9. During the taxable period the total sales of golf clubs from the manufacturing corporation to the selling corporation, according to their books, amounted to $27,-474.80. The same golf clubs were in turn sold by the selling company for a total of $49,365.30. The difference, $21,890.50, was the basis of the additional tax assessed by the Commissioner in 1937, which amounted, with interest, to $2,543.47, at the date of the assessment. The sums paid by the selling corporation to the manufacturing company for the trade-name or the use of the trade-name were not taken into consideration and not included in any computation as a part of the sale price of the golf clubs by either corporation or by the Commissioner for tax purposes.

10. The sales of golf clubs from the plaintiff to the selling corporation during the taxable period were made otherwise than through arm’s-length transactions at less than the fair market prices therefor.

11. The prices obtained for the golf clubs by the selling corporation in sales to its customers represented the fair market prices.

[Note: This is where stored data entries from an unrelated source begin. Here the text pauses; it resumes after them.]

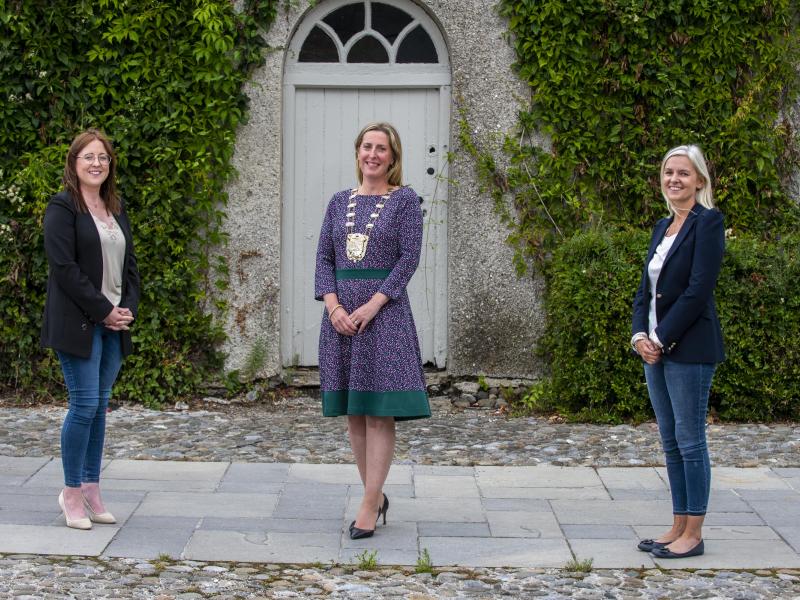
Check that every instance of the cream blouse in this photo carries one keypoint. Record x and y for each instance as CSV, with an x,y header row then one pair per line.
x,y
112,243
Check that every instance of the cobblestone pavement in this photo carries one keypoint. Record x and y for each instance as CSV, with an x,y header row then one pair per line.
x,y
36,577
292,430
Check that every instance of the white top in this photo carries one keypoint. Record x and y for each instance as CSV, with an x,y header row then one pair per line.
x,y
653,271
112,243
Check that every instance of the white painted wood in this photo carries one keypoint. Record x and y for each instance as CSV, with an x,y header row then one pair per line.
x,y
325,105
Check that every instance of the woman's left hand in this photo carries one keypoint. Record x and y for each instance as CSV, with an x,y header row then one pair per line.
x,y
362,316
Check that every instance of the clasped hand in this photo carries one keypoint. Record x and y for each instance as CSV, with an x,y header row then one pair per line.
x,y
649,351
118,319
356,321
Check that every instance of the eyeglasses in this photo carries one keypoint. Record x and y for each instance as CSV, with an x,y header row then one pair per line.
x,y
89,158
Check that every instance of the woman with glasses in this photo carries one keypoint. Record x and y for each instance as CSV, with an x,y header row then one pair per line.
x,y
92,298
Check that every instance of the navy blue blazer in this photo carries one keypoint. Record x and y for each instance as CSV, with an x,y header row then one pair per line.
x,y
74,301
688,325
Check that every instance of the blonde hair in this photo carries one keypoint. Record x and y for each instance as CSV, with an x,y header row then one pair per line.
x,y
704,196
395,173
108,189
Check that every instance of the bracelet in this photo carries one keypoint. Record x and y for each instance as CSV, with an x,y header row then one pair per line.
x,y
335,308
638,336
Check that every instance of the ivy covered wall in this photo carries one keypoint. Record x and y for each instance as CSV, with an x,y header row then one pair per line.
x,y
164,80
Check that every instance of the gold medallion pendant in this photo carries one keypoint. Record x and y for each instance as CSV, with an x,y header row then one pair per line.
x,y
356,246
357,242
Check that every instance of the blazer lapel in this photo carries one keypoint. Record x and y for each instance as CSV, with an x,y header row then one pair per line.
x,y
658,235
691,219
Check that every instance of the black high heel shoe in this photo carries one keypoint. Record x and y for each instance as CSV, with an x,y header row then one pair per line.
x,y
357,533
382,510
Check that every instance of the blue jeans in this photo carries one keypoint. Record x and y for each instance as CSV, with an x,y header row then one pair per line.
x,y
679,395
89,382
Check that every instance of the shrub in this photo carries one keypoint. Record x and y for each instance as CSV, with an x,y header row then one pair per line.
x,y
595,376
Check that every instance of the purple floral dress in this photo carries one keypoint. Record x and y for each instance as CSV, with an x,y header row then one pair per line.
x,y
379,371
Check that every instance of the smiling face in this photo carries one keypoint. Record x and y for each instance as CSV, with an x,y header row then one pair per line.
x,y
375,156
91,175
680,181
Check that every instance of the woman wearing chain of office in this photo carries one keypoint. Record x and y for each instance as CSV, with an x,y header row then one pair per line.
x,y
369,357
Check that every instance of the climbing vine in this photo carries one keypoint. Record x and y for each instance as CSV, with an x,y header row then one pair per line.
x,y
615,83
164,80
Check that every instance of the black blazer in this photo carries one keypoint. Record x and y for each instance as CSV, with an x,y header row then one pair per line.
x,y
74,301
688,325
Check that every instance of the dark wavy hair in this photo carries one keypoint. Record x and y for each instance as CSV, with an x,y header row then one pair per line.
x,y
108,190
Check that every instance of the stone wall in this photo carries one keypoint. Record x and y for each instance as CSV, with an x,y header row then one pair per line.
x,y
494,317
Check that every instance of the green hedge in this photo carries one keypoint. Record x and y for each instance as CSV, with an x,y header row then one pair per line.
x,y
164,80
592,280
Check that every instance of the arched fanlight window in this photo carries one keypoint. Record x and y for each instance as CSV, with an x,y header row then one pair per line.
x,y
368,32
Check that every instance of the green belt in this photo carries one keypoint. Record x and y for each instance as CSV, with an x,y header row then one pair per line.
x,y
362,273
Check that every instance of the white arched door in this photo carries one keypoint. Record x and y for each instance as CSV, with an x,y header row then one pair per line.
x,y
350,63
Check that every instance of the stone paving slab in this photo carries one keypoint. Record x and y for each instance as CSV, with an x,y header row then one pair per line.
x,y
497,552
37,539
530,517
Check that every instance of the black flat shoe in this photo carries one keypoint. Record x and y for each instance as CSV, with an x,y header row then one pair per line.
x,y
382,510
648,545
358,534
667,553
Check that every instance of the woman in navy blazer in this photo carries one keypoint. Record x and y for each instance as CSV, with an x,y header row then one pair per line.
x,y
92,298
676,332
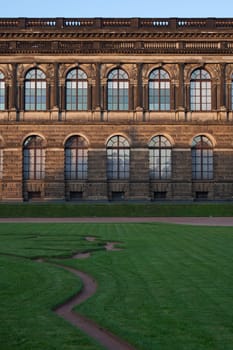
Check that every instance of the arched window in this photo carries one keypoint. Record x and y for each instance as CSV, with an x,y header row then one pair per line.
x,y
118,90
202,158
159,90
76,90
118,158
160,158
2,92
232,92
1,160
35,90
34,158
76,158
200,91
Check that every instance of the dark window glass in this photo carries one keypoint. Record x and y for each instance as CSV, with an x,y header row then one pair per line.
x,y
160,158
232,92
2,91
35,90
1,162
76,90
202,158
159,90
76,158
118,158
118,90
200,91
34,158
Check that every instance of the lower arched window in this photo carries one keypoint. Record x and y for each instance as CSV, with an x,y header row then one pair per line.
x,y
160,158
34,158
202,158
76,158
118,158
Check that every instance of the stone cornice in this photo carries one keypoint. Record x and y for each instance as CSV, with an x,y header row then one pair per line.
x,y
116,36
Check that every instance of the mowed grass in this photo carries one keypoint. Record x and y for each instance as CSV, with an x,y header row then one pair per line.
x,y
92,209
169,288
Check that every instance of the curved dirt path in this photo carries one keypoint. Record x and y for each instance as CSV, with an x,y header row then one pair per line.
x,y
104,337
207,221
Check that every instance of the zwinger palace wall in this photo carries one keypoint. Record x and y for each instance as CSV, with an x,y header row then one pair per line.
x,y
116,109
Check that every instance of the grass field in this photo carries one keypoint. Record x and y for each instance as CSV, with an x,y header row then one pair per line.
x,y
169,288
120,209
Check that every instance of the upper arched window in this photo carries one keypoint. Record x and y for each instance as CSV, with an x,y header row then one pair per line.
x,y
232,92
160,158
76,158
1,160
202,158
2,92
118,90
118,158
35,90
76,90
200,91
159,90
34,158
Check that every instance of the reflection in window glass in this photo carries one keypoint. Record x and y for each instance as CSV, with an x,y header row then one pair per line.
x,y
159,90
76,90
76,158
200,91
118,158
118,90
35,90
160,158
1,162
2,91
34,158
202,158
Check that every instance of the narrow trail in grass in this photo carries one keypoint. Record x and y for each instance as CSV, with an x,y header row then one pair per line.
x,y
104,337
65,310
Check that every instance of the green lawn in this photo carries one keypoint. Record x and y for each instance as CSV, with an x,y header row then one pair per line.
x,y
120,209
169,288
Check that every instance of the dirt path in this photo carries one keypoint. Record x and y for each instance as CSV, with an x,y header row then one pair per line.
x,y
209,221
105,338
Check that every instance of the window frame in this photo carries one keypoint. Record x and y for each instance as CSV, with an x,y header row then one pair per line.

12. The plaintiff has failed to establish any other figure that the Court could find represents the fair market value of the golf clubs during the taxable period.

13. The purpose and reason for the organization of the selling corporation was to keep down the prices of the golf clubs manufactured by the plaintiff so as to result in the payment of a small amount of manufacturers’ excise tax.

14. The action of the Commissioner in using as the basis of the tax the price at which the selling corporation sold the golf clubs involved during the taxable period was not arbitrary or capricious. On the other hand, it was fair and correct and a proper basis for computing the tax.

Conclusions of Law.

1. The plaintiff did not overpay the tax involved.

2. The plaintiff has not established by proof that it is entitled to recover any amount in this case or introduced proof sufficient to overturn the Commissioner’s determination.

3. The suit should be dismissed at plaintiff’s cost.

Judgment will be entered accordingly.